All ecosystems are occasionally - sometimes more than occasionally - disturbed.  That means there is a rapid change, some major disruption, to how the ecosystem normally behaves.  The most familiar example is fire, but things like hurricanes, landslides, and freezing mortality also count.  These disturbances are generally normal, a part of natural systems.  But there are concerns about climate change.  How is climate altering disturbance patterns?  Are increases in disturbances causing more interactions between events, like wind damage causing increased fire intensity?  What about emergent (novel) disturbances that we've never seen before?  

Most importantly, what does this mean for ecosystem resilience?  How will communities recover, change, or shift?
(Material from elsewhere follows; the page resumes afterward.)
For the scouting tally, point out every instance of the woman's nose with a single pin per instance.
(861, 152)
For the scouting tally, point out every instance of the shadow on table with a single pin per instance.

Disturbance events are significant study points because they can "break the legacy lock" of dominant species, in other words they can catalyze change in normally stable communities which generally resist change.  These changes can last a long time - changes to vegetation, cover type, ecosystem services, and biogeochemical cycles.  The plant and animal communities that result may be more or less resilient to climate change effects, more or less biodiverse, more or less in line with managerial needs.  In other words, the consequences of these rapid and often unforseen events need to be studied so we can plan for the future and understand the present, which is the endpoint of historical climate and change processes.

Disturbances may, in fact, catalyze beneficial change - more climatically suitable ecosystems and faster migration.  Will it be enough?

Climate changing is causing the emergence of new disturbance phenomena, new ways in which ecosystems rapidly change and new challenges to ecosystem resilience - the ability of an ecosystem to regenerate post-disturbance.  We're interested at a fundamental level in how disturbances impact ecosystems and what that means for resilience, regeneration, and the various ecosystem services that the landscape provides.

To do this we generally study emerging disturbance regimes - increased fire frequencies, multiple disturbance situations - and edges, the areas where change is observable.  From overlapping fires in the boreal to species range edges in Alaska to global treeline in Chile, we're interested in change.


Birch Bay, WA


Undergraduates, graduates, postdocs, the community, and collaborators at all levels are consistently engaged in our work.  It simply couldn't be done without collaborations.  Asking complex questions requires input from other specialists, and implementing the lessons learned requires collaboration with management.  Partners include NOAA, the USGS, the USFS, Sealaska regional Native corporation, local non-profit groups, National Geographic, and more.